Wednesday, September 18, 2013

Firearms: Starbucks's Reasonable Request

They are asking people not to carry openly in their stores anymore. In fact, they are asking people not to bring in firearms at all, so that entails that they don't want people carrying concealed firearms either. 

I respect this request in part because it seems so un-American. By which I mean: they're not trying to get a law in place, they're not making some kind of putatively enforceable rule...they're just saying "hey, we'd rather you not." 

I'm not a CCW enthusiast...  I've had my own application sitting around un-submitted for some time. I don't like carrying, and carrying brings with it more disadvantages than advantages IMO--at least in the fairly peaceful area where I live. I'll probably get a permit someday, just to have it...but I'm hardly passionate about the whole thing. At any rate: I think people should respect Starbucks' request, and I plan to do so. 

Yeah, it wouldn't surprise me if this request had its origins in agitation by some whiny soccer moms/dads...but it's best not to dwell on such things. It's a reasonable request, even if it will please a lot of unreasonable people.

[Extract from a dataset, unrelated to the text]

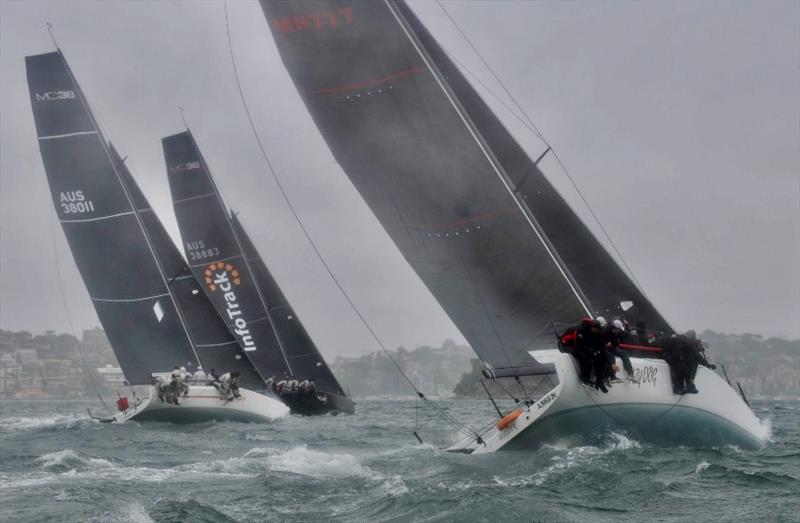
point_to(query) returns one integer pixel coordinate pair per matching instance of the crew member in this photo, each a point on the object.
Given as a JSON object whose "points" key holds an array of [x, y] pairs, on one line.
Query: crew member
{"points": [[176, 384], [673, 348], [280, 386], [583, 351], [199, 376], [693, 355], [617, 335], [597, 345]]}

Anyway, that's my initial reaction.

4 Comments:

Blogger Dark Avenger said...

Winston, I don't think it's unreasonable to ask that a place that has mainly young adults and families with kids as their consumer base, as in my community, be gun-free.

"Unreasonable?"

Surely you're capable of articulating a more nuanced view on the subject.

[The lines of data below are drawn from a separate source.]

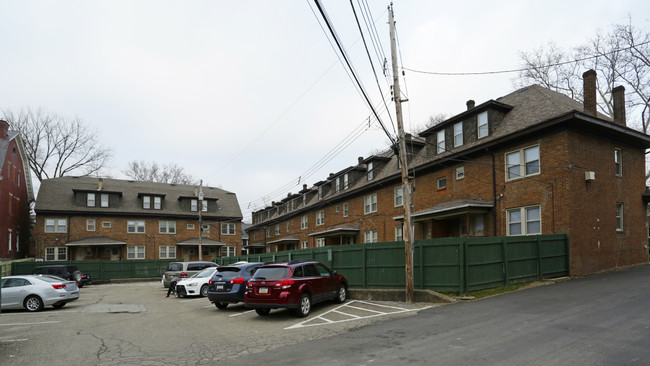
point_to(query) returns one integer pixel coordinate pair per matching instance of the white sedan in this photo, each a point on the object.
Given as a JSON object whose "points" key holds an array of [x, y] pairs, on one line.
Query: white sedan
{"points": [[33, 292], [197, 284]]}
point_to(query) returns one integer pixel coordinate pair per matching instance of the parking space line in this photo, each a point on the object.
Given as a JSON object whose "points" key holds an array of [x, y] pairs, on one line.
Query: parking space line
{"points": [[238, 314], [36, 323], [322, 320]]}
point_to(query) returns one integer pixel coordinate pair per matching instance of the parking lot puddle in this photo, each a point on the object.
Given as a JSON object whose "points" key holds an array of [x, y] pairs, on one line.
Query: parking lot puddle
{"points": [[115, 308]]}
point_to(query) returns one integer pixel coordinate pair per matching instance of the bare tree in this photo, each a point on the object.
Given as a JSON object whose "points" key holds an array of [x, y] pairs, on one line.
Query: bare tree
{"points": [[152, 172], [57, 146], [620, 56]]}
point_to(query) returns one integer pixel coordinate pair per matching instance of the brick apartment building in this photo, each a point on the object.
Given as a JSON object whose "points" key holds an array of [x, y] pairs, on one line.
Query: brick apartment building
{"points": [[83, 218], [531, 162], [16, 193]]}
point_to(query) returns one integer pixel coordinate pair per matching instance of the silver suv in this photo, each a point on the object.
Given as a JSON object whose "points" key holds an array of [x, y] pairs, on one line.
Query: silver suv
{"points": [[184, 270]]}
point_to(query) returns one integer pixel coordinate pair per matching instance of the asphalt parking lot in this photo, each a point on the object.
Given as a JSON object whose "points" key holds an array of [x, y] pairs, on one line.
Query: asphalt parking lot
{"points": [[134, 324]]}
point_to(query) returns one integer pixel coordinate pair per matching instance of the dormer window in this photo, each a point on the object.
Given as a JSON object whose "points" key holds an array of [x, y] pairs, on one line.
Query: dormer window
{"points": [[482, 126], [441, 142], [458, 134]]}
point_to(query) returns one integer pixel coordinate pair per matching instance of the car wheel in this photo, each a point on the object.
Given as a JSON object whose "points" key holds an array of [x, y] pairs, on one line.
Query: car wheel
{"points": [[341, 295], [33, 303], [304, 306], [262, 312]]}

http://epc.buffalo.edu/authors/perloff/witt_intro.html

In the autumn of 1939, Ludwig Wittgenstein and his young Cambridge student and friend Norman Malcolm were walking along the river when they saw a newspaper vendor's sign announcing that the Germans had accused the British government of instigating a recent attempt to assassinate Hitler. When Wittgenstein remarked that it wouldn't surprise him at all if it were true, Malcolm retorted that it was impossible because "the British were too civilized and decent to attempt anything so underhand, and . . . such an act was incompatible with the British 'national character'." Wittgenstein was furious. Some five years later, he wrote to Malcolm:

Whenever I thought of you I couldn't help thinking of a particular incident which seemed to me very important. . . . you made a remark about 'national character' that shocked me by its primitiveness. I then thought: what is the use of studying philosophy if all that it does for you is to enable you to talk with some plausibility about some abstruse questions of logic, etc., & if it does not improve your thinking about the important questions of everyday life, if it does not make you more conscientious than any . . . journalist in the use of the DANGEROUS phrases such people use for their own ends. (2)

1:34 PM  
Blogger Winston Smith said...

Not sure I understand your point, DA...

7:37 PM  
Blogger Dark Avenger said...

That to characterize anyone who doesn't want to go to a Starbucks where people who aren't LEOs packing heat as 'unreasonable' in itself is an unreasonable use of that word.

10:54 PM  
Blogger Winston Smith said...

Ah, got it.

Well, but that's the point. I don't think it's an unreasonable request. I just think that a lot of anti-firearm folks are idiots about this issue. Which is not to say that I think they all are, nor that it's unreasonable to want fewer guns around... I myself want fewer guns around. I just tend to disagree with many more anti-gun folks about what an optimal distribution of them would be.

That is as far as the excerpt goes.